A Good Samaritan Steps in at the Airport
Times are tough for flyers-not only are baggage fees rising as the economy continues to struggle, but recent events have caused an increase in airport security, adding delays and a heightened sense of fear to a long list of passenger headaches. There's no question that all of this adds up to a stressful experience, making airports a breeding ground for bad behavior, but some are managing to see past the annoyances, to connect with others through random acts of kindness.
A recent Chicago Tribune article shone a spotlight on airport altruism, when a shiny-shoed stranger lent a hand to a stranded, and exhausted, woman.
December 30th was one of the worst days of Elsie Clark's life, until she met Dean Germeyer.
The 79-year-old Canadian grandmother was on her way home to Winnipeg, Manitoba when she missed her flight out of Dallas-Forth Worth after an airport employee left her at the wrong terminal for hours. Clark, who has a bad hip that leaves her wheelchair-bound when traveling, was put on another flight, connecting in Chicago, which was then delayed due to bad weather.
While Clark, who was visibly shaken, waited to takeoff, she worried about what was going to happen if she missed her flight out of Chicago. After contemplating having to spend the night on an airport bench due to her fixed income, she decided to strike up a conversation with a man seated nearby.
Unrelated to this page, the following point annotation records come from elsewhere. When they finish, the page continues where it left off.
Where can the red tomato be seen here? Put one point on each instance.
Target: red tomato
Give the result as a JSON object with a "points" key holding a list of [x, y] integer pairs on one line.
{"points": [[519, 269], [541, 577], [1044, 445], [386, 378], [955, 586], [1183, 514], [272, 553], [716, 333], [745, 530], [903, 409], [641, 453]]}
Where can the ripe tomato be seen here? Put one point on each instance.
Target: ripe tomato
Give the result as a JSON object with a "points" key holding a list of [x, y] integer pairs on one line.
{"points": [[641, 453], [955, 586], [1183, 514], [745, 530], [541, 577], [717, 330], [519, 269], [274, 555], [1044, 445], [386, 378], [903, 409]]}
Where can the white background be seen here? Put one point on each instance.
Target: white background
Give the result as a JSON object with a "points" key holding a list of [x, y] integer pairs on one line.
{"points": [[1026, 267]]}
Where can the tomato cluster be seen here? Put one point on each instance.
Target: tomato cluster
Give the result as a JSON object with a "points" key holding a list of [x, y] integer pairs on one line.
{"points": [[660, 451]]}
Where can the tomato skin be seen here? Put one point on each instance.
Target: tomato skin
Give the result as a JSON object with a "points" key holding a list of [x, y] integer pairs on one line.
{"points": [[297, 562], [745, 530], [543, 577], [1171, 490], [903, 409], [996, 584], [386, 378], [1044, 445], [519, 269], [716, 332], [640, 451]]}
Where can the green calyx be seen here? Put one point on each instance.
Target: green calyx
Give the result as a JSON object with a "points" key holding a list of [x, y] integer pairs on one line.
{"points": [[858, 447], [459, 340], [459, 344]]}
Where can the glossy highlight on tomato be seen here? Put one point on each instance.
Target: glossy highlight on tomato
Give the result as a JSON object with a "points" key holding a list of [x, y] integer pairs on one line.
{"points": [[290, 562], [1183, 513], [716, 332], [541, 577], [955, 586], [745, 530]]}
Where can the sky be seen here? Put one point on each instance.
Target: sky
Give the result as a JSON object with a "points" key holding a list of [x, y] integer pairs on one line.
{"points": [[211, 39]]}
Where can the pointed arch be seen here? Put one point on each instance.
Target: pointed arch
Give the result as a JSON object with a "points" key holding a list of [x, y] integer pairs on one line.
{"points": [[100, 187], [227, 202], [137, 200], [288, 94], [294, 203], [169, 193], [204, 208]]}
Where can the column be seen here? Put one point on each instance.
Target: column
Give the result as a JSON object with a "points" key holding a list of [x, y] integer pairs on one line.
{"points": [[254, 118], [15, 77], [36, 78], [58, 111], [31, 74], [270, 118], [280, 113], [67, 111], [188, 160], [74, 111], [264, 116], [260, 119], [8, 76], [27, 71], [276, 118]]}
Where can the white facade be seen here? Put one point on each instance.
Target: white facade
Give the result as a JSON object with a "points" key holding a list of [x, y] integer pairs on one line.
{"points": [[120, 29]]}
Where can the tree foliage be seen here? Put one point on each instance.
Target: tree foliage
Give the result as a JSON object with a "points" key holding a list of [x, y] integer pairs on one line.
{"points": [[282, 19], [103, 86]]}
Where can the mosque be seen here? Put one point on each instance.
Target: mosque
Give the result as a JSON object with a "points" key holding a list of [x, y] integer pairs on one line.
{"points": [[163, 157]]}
"I wanted to talk to somebody to get my mind off things for a little while," Clark told the Chicago Tribune on January 6th. "So, I said, 'Sir, do you mind telling me what you do because I've always admired shiny shoes.' "
Germeyer, who runs a technology consulting group in Chicago, was more than happy to oblige. Their conversation grew, and while Clark told him about her life, Germeyer began to think about what he could do to help.
"There was a connection between Elsie and myself," Germeyer told the Chicago Tribune. "She wasn't asking for anything at all."
Germeyer sprang into action, arranging for a flight attendant to meet Clark with a wheelchair upon their arrival in Chicago, hoping to get her to her next flight on time. After exiting the plane, Germeyer rushed her to her gate but it was too late. The airline gave Clark a voucher for a nearby hotel room but Germeyer didn't think it was enough.
Aggravated by the situation, Germeyer decided to take matters into his own hands. He called his wife to arrange an extra place setting at the dinner table, and brought Clark home. After dinner, he took Clark on a brief city tour, put her up in a hotel suite just off Michigan Avenue, and arranged for a car to take her back to the airport the next day.
"He even gave me a new toothbrush and toothpaste," Clark told the Chicago Tribune. "I just sat down when I got to the hotel and I cried and cried and cried. Everything he did for me was just so beautiful."
Watch them share their ordeal here.
Small acts of kindness are incredibly meaningful -- especially in the airport, where tensions tend to run high. While Germeyer's actions went above and beyond, his act of altruism is not an isolated incident.
Perhaps those who know the power behind small kindnesses best are airport chaplains. Over 30 airports across the United States have chaplains on-site, helping passengers cope with everything from a deceased loved one to lost luggage.
We spoke with D.D. Hayes, a chaplain at the Dallas/Fort Worth airport in Texas, in October for our article "Angels at the Airport". Hayes illustrated the numerous ways he helps others, and how he impacts people who are least expecting it.
Hayes described comforting and supporting a woman who lost both her husband and son in the same day. He also told us how he helped a struggling actress from California, letting her use the chaplaincy to film an audition tape for a movie after she missed her flight.
"So my day can go from consoling someone who suffered a tremendous loss, to helping an actress get a part in a movie," Hayes said. "I haven't found out yet if she got the part. I'm praying for her."